England was waiting for him when he stepped off the bridge. “Francis,” he said. France bristled at the informality of the address. “Good of you to stop by.”
“Arthur,” he said, nodding curtly.
England took a step closer. The look on his face told France that he had been rehearsing for this moment for long, long years. “You reached too far, Francis,” he said quietly, eyes burning with barely-concealed excitement. “You always do.”
France smiled at him, distantly. “Perhaps you simply lack ambition.”
England’s face darkened. “My empire reaches to corners of the earth of which you couldn’t begin to dream.”
“And yet,” said France, smile still pleasant, “it has taken you, and every major power in Europe, twenty years to gain an advantage over my children.”
“We have not simply gained an advantage,” England hissed. “We have destroyed you.”
France was opening his mouth to form another delicate barb, when he heard the explosion. He looked over his shoulder, and saw to his horror that the bridge, the bridge...
England looked as surprised as he felt-then he laughed, gleeful. “Good Lord, I couldn’t have designed this better if I’d tried. Look at them falling, by the dozen-- how many do you think know how to swim?”
It wasn’t-- it couldn’t-- the fuses weren’t meant to be detonated until their men had passed safely, along with the rearguard... He watched as hundreds of his children fell into the water, thousands more panicked and trapped on this bank. He fell to his knees. The sheer incompetence of it... Through the buzzing in his ears, he heard England continue to laugh. When a boot swung at him from the side, he didn’t bother to duck. It sent him crashing to the ground, but he didn’t take his eyes off the wreckage of the bridge, the men struggling and dying in the water.
England’s boot was on his chest. “Beautiful, isn’t it,” he breathed. France looked up and him, in something like bewilderment. England spat at the ground next to his face.
He shook himself, and made to stand. England’s boot pushed him back down. “Beautiful? You have fought too long aside Ivan, old friend,” he said, gritting his teeth.
“We have never been friends, Francis,” he said, and his boot connected with France’s face.
He spat blood. “We were once,” he said, softly.
England laughed again, and the sound was harsh. “When your filthy Normandy marched on my shores?
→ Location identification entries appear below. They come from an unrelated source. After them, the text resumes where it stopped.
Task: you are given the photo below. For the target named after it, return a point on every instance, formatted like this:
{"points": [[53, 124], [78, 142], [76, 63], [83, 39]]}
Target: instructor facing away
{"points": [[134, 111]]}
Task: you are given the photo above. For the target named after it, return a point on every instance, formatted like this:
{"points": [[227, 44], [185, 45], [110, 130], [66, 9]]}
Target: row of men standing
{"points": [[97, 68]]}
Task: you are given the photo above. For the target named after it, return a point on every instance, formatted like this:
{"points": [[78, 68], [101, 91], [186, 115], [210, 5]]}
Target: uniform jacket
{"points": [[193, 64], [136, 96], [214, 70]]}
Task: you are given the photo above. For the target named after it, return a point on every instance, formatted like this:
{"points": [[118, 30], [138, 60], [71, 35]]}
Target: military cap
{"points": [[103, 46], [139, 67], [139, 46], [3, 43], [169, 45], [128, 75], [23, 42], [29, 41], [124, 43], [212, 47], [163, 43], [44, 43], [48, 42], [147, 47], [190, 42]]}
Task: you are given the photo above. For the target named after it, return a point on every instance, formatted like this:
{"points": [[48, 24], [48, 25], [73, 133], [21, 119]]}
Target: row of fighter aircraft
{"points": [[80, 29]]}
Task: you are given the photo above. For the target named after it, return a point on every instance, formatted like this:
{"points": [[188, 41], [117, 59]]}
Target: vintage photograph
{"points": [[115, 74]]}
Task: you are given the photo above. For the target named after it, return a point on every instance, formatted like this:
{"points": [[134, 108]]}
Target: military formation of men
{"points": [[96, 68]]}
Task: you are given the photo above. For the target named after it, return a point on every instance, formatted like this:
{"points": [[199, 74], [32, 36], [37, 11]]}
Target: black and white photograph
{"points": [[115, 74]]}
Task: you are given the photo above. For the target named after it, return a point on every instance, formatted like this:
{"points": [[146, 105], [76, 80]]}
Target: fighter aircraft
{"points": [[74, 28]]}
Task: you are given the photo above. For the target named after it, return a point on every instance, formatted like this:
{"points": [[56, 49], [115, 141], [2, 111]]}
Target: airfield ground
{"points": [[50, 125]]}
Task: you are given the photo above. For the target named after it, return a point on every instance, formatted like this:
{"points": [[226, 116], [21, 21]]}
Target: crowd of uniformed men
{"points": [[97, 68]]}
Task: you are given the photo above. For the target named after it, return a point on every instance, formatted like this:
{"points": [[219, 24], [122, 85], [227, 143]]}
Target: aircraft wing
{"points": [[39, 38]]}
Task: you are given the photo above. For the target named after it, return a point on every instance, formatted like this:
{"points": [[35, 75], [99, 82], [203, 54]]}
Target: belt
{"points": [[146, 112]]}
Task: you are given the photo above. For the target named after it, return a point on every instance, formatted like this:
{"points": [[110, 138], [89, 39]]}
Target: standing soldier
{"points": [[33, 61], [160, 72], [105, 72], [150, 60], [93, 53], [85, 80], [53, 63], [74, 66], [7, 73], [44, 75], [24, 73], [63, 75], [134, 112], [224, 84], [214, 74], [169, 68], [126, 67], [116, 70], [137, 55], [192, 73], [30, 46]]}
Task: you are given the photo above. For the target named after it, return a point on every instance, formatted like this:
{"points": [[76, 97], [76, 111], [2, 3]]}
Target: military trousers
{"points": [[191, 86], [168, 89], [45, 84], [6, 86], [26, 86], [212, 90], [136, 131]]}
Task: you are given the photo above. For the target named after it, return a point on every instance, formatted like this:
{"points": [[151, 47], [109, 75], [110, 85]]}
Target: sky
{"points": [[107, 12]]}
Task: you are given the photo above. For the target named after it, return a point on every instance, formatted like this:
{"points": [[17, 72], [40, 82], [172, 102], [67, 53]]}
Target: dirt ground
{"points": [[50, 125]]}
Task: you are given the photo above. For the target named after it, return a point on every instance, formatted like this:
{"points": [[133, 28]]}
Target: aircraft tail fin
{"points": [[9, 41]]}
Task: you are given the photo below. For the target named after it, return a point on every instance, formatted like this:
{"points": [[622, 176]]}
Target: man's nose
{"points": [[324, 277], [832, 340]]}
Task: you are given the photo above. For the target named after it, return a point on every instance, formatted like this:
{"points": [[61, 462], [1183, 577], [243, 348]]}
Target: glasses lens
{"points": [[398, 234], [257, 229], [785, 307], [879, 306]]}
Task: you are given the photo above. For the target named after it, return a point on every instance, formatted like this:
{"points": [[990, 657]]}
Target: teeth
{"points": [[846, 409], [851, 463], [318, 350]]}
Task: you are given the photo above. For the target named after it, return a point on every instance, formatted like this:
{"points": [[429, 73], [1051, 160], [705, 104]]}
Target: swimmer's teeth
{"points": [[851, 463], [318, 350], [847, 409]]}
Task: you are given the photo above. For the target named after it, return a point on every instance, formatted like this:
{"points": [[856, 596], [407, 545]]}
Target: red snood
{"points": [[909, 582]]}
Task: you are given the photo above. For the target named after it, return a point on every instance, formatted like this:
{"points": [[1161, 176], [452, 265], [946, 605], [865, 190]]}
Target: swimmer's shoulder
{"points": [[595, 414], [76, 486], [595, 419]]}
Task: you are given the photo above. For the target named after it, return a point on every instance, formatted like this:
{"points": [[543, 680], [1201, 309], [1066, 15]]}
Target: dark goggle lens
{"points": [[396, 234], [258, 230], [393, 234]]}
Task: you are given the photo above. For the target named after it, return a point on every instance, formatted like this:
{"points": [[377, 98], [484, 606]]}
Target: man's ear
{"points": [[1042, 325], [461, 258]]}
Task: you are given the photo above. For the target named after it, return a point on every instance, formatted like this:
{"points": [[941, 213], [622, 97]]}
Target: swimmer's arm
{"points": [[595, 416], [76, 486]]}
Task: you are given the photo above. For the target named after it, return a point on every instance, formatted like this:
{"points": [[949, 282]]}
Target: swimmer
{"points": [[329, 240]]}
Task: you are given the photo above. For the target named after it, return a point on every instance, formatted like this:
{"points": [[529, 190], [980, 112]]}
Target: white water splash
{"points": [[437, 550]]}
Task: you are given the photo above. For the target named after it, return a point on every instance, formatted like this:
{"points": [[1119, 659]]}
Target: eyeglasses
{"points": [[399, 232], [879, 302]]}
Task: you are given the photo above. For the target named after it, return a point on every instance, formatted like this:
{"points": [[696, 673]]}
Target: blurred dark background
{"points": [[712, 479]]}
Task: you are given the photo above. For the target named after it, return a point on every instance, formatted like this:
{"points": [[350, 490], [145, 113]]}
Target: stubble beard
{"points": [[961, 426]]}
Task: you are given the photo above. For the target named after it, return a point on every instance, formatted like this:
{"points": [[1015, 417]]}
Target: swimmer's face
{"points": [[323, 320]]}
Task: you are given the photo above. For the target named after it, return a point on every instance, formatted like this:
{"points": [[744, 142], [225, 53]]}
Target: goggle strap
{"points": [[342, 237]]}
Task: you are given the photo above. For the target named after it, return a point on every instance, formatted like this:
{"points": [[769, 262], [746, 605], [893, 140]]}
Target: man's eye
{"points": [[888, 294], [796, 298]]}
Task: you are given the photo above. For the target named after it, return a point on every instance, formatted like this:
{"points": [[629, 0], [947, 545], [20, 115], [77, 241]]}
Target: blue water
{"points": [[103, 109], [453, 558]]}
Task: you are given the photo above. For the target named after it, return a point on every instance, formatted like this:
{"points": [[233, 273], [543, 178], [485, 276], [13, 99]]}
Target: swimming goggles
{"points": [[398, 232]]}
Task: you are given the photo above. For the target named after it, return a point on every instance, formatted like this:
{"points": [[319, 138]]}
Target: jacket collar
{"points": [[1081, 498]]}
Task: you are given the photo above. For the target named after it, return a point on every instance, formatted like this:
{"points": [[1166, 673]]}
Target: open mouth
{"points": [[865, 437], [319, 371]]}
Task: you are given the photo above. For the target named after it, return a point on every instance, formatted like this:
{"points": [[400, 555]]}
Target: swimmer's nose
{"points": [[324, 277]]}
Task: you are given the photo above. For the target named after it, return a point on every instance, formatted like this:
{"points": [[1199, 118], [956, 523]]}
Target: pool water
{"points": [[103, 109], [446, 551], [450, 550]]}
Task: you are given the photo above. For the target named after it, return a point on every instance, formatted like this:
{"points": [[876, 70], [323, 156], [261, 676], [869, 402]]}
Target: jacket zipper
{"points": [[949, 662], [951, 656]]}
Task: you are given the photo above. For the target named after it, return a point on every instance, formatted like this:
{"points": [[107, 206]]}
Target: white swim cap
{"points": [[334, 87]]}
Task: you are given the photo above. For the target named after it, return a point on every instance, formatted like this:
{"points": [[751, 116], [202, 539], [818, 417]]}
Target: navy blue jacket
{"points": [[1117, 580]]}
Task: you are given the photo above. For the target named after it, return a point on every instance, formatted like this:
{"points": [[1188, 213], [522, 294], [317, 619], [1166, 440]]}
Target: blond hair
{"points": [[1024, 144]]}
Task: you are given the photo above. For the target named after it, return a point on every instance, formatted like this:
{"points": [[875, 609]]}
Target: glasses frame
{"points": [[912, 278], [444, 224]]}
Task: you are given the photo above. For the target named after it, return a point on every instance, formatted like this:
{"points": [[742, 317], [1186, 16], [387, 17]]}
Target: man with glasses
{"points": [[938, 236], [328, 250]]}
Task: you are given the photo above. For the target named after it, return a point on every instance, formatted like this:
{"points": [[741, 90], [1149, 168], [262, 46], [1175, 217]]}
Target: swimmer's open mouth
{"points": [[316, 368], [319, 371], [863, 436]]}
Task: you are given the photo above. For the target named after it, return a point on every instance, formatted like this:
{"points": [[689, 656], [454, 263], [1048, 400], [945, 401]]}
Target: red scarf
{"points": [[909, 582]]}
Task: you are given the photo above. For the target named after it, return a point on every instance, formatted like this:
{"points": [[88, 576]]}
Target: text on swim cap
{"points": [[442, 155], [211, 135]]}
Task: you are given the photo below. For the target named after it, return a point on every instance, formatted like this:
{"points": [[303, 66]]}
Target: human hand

Or after, when you strongarmed the Plantagenets onto my throne?” France didn’t answer. “We were enemies all along,” England continued, his voice hushed now too. “You know it as well as I.”
France couldn’t bring himself to argue, as England knelt next to him, pinning him down, and turned him over. In the midst of the chaos and death, there was no attention to spare for two men rolling in the mud behind a low stone wall. When he came-- which he did-- it was to the sound of gunshots and screaming.
NOTES
*So here we are, at the end of the
Battle of Leipzig, Napoleon's first really major defeat (outside of Russia). Riding the momentum from this battle, the Allies (Russia, Austria, Prussia, Sweden, and a bunch of German states-- England was hanging out with Portugal and Spain, breaking France's hold on the Iberian peninsula) marched on Paris. It was the beginning of the end for France. Not the actual end though-- read about the
Hundred Days, if you want to fully appreciate how intense Napoleon was.
*Now, a note about the England characterization in this fic, since I know there are a few people who don't like England to be this mean. Remember: England is pissed. He's been fighting this war on and off for twenty years, dealing with inconsistent allies, and being regularly humiliated. Integrating sex into that kind of political dynamic is a author-by-author thing, but if you choose to-- which, if you've read me before, you know that I do-- you're gonna have to walk the noncon line. IMHO. Feel free to flame/discuss/disagree, it makes us all smarter.